Sedative.—Drugs, the administration of which is followed by a diminished action of the heart, are termed sedatives. They comprise the most powerful poisons known. Their sedative effects are the result of their poisonous influence upon the heart or the nerve centers controlling it. Water is a much more efficient sedative, and its use is never followed by poisonous effects, as is the use of sedative drugs, the “action” of which is often very uncertain. By the cool or cold bath, the pulse may often be reduced twenty to forty beats in a few minutes.

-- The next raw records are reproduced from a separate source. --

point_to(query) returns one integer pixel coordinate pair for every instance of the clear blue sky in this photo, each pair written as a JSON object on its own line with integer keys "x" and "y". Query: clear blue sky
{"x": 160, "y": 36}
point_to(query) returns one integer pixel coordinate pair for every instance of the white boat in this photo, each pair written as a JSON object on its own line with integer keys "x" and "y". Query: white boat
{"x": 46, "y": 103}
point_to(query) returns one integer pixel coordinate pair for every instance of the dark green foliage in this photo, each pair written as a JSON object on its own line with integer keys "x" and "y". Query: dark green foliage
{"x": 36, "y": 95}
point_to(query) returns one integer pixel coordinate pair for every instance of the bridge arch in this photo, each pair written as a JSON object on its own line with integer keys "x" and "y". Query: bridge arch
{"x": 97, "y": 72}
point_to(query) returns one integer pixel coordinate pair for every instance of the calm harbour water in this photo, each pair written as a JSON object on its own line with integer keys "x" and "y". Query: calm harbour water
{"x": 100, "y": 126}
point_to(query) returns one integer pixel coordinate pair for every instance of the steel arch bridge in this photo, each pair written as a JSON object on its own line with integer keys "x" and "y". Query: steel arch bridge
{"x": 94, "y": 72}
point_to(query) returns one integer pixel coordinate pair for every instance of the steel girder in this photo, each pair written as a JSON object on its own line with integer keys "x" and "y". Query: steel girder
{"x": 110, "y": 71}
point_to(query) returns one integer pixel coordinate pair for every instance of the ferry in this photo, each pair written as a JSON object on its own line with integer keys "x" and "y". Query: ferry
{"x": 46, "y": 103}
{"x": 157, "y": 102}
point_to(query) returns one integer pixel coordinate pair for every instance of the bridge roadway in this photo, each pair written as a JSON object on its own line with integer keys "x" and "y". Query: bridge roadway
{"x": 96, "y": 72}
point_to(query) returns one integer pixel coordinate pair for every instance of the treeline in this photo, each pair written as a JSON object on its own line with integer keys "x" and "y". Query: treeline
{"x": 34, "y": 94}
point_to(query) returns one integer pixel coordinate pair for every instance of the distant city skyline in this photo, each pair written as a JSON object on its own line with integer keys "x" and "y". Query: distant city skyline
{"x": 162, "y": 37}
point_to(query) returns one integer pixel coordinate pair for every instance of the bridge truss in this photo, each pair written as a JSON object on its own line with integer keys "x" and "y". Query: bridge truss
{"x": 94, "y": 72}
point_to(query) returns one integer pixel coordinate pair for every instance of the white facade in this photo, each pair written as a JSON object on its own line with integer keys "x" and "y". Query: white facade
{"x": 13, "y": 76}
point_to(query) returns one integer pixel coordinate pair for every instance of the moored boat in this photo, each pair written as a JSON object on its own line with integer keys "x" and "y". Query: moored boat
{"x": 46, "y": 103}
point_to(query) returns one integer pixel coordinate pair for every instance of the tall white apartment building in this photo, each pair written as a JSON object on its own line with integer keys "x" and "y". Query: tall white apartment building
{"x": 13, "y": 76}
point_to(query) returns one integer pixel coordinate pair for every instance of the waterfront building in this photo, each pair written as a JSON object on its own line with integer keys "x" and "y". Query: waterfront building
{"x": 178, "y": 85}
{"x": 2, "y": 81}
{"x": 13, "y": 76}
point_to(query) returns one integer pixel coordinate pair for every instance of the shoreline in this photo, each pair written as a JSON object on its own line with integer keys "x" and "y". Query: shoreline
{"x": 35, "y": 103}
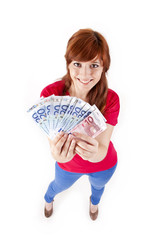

Tonic.—Water may be used in such a way as to increase the rapidity of the circulation and the temperature very quickly and powerfully. The hot bath is a most efficient stimulant, in the true sense of the word. It will so excite the circulation as to increase the pulse from seventy to one hundred and fifty in fifteen minutes. The tonic effects of a cool bath are well appreciated by all who have ever enjoyed it.

Anodyne.—Certain drugs are called anodyne because they diminish nervous sensibility, thus relieving pain. Water applied in the form of a hot fomentation will not infrequently give relief when every drug has failed. Applied in various other ways, it is very effectual in allaying nervous irritability.

Antispasmodic.—No remedy is so certainly successful in hysterical convulsions as water. In infantile convulsions, its success is also unrivaled. In cramp, and even in puerperal convulsions, its utility has been well demonstrated.

Astringent.—The value of cold water in arresting hemorrhage is well attested by all physicians.

Laxative.—Used in various ways, water is very effectual in producing movement of the bowels, but never occasions those violent and unpleasant symptoms which accompany and succeed the use of purgatives.